Some works proposed adoption of burst buffers for efficient Big Data processing on HPC systems. Chaimov et al. [12] employed a dedicated set of nodes with NVRAM as the storage space for the intermediate data of Big Data applications. This in turn improved the scalability of the Spark framework compared to the scenario when using Lustre file system as the storage space. Islam et al. [21] proposed a novel design for HDFS which uses NVRAM-based burst buffer nodes on top of a parallel file system for improving the performance of Spark applications. Yildiz et al. [34] present Eley, a burst buffer solution that helps to accelerate the performance of Big Data applications while guaranteeing the performance of HPC applications. Eley employs a prefetching technique that fetches the input data of these applications to be stored close to computing nodes thus reducing the latency of reading data inputs. Moreover, Eley is equipped with a full delay operator to guarantee the performance of HPC applications. Similarly, our findings illustrate that there is a need for burst buffer solutions to alleviate the latency problem. In addition, we give insights into designing efficient burst buffer solutions. Specifically, we claim that future burst buffer implementations should be aware of the contention problem and also try to eliminate the latency problem for the input phase and output phase.

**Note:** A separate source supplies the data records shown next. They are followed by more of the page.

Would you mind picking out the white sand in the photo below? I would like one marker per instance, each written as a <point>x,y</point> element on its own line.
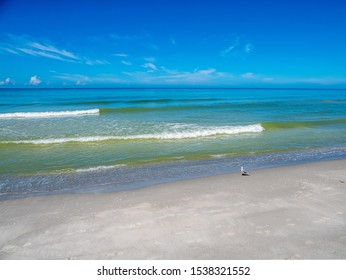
<point>296,212</point>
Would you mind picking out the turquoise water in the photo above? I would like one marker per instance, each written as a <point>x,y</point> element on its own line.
<point>71,137</point>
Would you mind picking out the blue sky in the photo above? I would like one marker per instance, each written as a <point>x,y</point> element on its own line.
<point>205,43</point>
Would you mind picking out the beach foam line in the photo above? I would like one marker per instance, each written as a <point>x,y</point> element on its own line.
<point>99,168</point>
<point>184,134</point>
<point>25,115</point>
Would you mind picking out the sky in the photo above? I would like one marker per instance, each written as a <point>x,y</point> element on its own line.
<point>180,43</point>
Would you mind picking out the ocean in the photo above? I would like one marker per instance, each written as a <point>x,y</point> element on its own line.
<point>95,140</point>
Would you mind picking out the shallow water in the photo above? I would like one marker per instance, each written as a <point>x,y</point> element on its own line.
<point>61,139</point>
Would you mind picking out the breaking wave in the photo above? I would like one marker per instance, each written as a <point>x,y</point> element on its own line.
<point>57,114</point>
<point>170,135</point>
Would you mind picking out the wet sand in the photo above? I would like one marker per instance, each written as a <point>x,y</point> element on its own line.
<point>295,212</point>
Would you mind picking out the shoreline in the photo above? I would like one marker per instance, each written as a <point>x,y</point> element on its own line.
<point>129,178</point>
<point>290,212</point>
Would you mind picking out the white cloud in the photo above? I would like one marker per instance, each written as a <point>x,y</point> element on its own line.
<point>248,75</point>
<point>229,48</point>
<point>121,54</point>
<point>95,61</point>
<point>236,48</point>
<point>125,62</point>
<point>150,59</point>
<point>25,45</point>
<point>248,48</point>
<point>34,81</point>
<point>7,81</point>
<point>172,40</point>
<point>150,66</point>
<point>52,49</point>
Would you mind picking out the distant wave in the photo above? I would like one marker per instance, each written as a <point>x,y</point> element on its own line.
<point>25,115</point>
<point>145,109</point>
<point>183,134</point>
<point>298,124</point>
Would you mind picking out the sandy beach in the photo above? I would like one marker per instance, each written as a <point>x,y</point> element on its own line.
<point>294,212</point>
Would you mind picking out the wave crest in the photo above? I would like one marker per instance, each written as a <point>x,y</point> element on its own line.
<point>198,132</point>
<point>25,115</point>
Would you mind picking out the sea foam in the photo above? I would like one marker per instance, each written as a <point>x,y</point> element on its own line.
<point>169,135</point>
<point>57,114</point>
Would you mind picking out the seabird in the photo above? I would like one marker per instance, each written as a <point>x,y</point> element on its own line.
<point>244,172</point>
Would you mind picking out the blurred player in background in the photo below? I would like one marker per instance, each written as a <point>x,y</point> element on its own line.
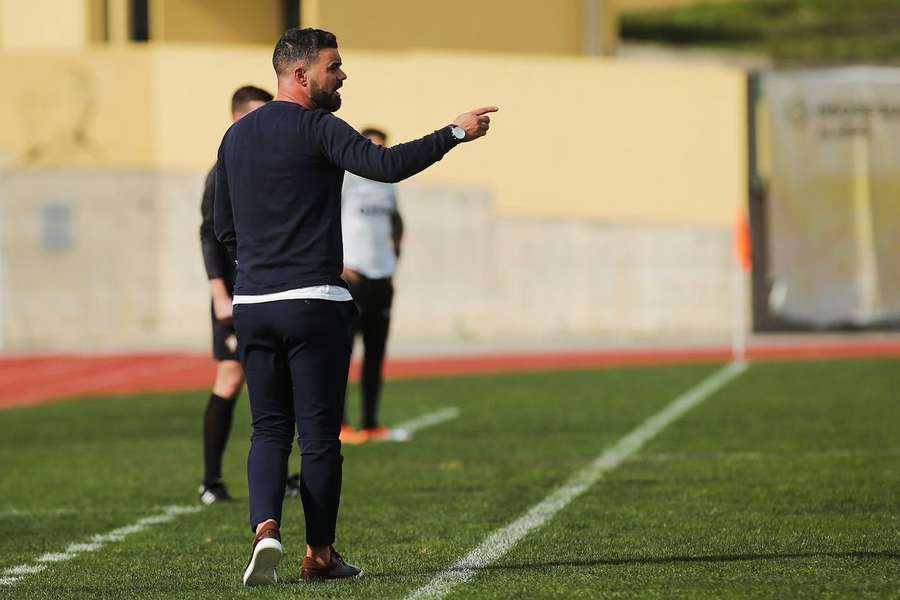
<point>373,233</point>
<point>229,375</point>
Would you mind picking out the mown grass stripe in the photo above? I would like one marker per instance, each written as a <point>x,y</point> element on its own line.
<point>13,575</point>
<point>503,540</point>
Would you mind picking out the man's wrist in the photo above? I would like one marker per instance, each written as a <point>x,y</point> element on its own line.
<point>457,133</point>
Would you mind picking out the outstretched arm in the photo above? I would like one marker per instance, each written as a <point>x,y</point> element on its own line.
<point>346,148</point>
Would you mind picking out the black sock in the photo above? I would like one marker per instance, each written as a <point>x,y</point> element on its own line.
<point>216,427</point>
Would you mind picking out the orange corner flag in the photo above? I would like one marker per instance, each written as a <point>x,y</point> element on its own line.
<point>743,246</point>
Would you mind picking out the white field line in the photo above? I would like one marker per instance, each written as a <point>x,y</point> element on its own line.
<point>13,575</point>
<point>501,541</point>
<point>429,420</point>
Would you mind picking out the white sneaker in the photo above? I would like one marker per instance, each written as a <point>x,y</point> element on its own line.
<point>266,555</point>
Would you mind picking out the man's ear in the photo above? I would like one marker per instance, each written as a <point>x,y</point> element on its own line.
<point>300,76</point>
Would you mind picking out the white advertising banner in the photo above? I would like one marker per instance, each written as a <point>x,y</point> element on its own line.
<point>834,198</point>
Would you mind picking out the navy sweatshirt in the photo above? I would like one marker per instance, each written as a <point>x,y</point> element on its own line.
<point>278,192</point>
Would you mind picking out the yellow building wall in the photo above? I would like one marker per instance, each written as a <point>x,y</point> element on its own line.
<point>216,21</point>
<point>575,137</point>
<point>91,108</point>
<point>499,25</point>
<point>27,24</point>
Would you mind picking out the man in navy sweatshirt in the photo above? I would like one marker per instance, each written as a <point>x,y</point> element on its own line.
<point>278,211</point>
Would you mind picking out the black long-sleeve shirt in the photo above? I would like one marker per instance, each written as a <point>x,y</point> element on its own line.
<point>215,256</point>
<point>278,192</point>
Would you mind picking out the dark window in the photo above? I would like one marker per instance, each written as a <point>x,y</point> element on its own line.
<point>140,20</point>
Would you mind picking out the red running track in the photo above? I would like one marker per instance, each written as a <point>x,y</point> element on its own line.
<point>30,380</point>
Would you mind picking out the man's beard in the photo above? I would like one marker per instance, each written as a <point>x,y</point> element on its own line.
<point>330,101</point>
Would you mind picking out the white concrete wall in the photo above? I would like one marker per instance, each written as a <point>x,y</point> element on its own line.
<point>133,276</point>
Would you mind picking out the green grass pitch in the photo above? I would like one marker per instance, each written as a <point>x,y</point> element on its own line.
<point>786,483</point>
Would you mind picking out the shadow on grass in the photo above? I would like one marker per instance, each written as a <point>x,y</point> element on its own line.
<point>714,558</point>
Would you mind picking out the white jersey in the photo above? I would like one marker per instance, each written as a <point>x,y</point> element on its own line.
<point>366,209</point>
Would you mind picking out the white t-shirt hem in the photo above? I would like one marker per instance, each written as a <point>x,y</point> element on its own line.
<point>318,292</point>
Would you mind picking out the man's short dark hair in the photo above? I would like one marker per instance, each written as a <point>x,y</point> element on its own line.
<point>244,95</point>
<point>300,45</point>
<point>373,131</point>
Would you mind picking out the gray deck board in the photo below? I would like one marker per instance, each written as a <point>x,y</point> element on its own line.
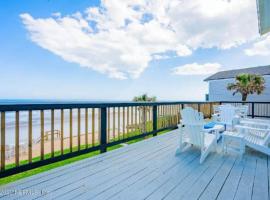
<point>151,170</point>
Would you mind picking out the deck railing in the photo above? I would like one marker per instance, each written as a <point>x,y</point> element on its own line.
<point>33,135</point>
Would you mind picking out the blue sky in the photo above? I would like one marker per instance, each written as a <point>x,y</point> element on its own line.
<point>36,64</point>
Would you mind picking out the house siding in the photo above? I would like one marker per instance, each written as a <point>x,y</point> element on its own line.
<point>218,91</point>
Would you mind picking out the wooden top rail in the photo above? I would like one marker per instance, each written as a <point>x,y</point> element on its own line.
<point>49,106</point>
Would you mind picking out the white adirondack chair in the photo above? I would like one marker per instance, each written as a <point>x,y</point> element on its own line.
<point>256,138</point>
<point>192,132</point>
<point>255,123</point>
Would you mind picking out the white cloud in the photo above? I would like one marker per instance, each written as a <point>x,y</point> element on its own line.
<point>196,69</point>
<point>260,48</point>
<point>118,39</point>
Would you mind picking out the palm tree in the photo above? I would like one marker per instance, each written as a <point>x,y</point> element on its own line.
<point>247,84</point>
<point>144,109</point>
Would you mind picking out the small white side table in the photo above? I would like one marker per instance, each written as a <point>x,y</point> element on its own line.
<point>228,138</point>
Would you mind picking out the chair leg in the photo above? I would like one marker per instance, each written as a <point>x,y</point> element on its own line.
<point>180,149</point>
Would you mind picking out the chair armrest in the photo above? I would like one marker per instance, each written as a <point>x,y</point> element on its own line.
<point>215,117</point>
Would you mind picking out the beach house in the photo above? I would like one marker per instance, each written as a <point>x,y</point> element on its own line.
<point>218,84</point>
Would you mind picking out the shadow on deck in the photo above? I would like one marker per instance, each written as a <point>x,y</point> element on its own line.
<point>150,170</point>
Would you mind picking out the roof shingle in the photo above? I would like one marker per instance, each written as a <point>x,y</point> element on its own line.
<point>262,70</point>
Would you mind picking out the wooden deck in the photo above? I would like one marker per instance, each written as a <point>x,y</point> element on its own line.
<point>150,170</point>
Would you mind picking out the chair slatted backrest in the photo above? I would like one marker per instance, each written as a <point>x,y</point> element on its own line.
<point>193,124</point>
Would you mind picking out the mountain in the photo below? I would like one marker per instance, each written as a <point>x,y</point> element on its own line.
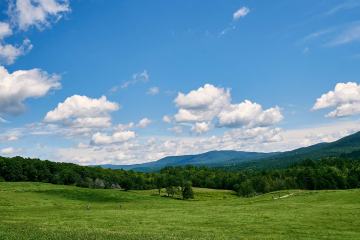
<point>242,160</point>
<point>213,159</point>
<point>343,146</point>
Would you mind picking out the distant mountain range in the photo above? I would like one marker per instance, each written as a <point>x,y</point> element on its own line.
<point>241,160</point>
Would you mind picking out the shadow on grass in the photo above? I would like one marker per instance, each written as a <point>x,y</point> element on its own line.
<point>90,195</point>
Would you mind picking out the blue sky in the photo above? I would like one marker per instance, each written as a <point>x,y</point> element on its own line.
<point>139,80</point>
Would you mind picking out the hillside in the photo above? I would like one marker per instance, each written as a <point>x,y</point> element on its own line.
<point>342,146</point>
<point>78,213</point>
<point>238,159</point>
<point>213,159</point>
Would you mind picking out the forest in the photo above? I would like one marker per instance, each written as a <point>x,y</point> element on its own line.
<point>328,173</point>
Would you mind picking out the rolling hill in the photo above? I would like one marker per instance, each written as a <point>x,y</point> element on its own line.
<point>240,160</point>
<point>213,158</point>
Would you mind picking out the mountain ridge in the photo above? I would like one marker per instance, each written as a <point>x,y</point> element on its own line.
<point>243,159</point>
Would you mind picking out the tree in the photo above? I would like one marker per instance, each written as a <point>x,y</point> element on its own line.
<point>170,190</point>
<point>160,182</point>
<point>187,191</point>
<point>246,189</point>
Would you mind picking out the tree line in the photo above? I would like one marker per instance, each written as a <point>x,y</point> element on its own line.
<point>329,173</point>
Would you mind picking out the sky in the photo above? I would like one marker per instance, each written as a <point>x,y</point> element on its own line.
<point>132,81</point>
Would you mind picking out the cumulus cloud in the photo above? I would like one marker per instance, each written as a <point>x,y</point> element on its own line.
<point>9,53</point>
<point>201,127</point>
<point>153,91</point>
<point>345,98</point>
<point>240,13</point>
<point>117,137</point>
<point>136,78</point>
<point>10,136</point>
<point>209,103</point>
<point>7,151</point>
<point>202,104</point>
<point>20,85</point>
<point>143,123</point>
<point>249,114</point>
<point>38,13</point>
<point>166,119</point>
<point>5,30</point>
<point>83,112</point>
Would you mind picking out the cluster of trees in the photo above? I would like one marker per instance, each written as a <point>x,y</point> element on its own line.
<point>18,169</point>
<point>35,170</point>
<point>330,173</point>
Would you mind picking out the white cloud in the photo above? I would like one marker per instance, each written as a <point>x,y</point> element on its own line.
<point>10,136</point>
<point>7,151</point>
<point>201,127</point>
<point>136,78</point>
<point>240,13</point>
<point>143,123</point>
<point>122,127</point>
<point>202,104</point>
<point>166,119</point>
<point>345,98</point>
<point>207,104</point>
<point>9,53</point>
<point>117,137</point>
<point>5,30</point>
<point>153,91</point>
<point>20,85</point>
<point>83,112</point>
<point>38,13</point>
<point>249,114</point>
<point>260,139</point>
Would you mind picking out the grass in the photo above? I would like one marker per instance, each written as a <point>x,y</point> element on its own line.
<point>45,211</point>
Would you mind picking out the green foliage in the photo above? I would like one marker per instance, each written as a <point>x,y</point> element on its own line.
<point>46,211</point>
<point>187,192</point>
<point>330,173</point>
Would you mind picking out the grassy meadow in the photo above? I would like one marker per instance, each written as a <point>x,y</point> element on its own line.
<point>45,211</point>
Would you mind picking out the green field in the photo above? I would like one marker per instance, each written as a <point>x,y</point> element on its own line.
<point>45,211</point>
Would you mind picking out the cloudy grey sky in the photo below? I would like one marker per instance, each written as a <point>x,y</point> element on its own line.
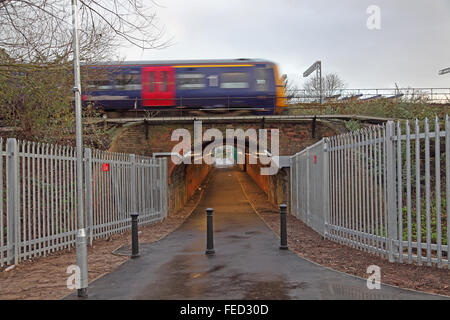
<point>412,45</point>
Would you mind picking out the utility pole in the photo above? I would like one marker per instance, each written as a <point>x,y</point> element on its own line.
<point>444,71</point>
<point>81,241</point>
<point>317,66</point>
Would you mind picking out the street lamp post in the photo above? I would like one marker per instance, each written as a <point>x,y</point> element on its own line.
<point>81,241</point>
<point>317,66</point>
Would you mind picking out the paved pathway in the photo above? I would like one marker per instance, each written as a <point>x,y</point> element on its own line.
<point>247,264</point>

6 Conclusion and Future Work

We have recently witnessed an increasing trend toward leveraging HPC systems for Big Data processing. In this paper, we undertook an effort to provide a detailed analysis of performance characteristics of Big Data applications on HPC systems, as first steps towards efficient Big Data processing on HPC systems. Our findings demonstrate that one should carefully deal with HPC-specific issues (e.g., latency, contention and file system configuration) when running Big Data applications on these systems. An important outcome of our study is that negative impact of latency on the application performance is present for all I/O phases. We further show that contention is a limiting factor for the application performance and thus Big Data solutions should be equipped with contention-aware strategies. Lastly, we reveal that enabling synchronization for PVFS in order to provide resilience can create a serious performance bottleneck for Big Data applications.

We summarize our findings in Table 2. We believe that these findings can help to motivate further research leveraging HPC systems for Big Data analytics by providing a clearer understanding of the Big Data application characteristics on these systems.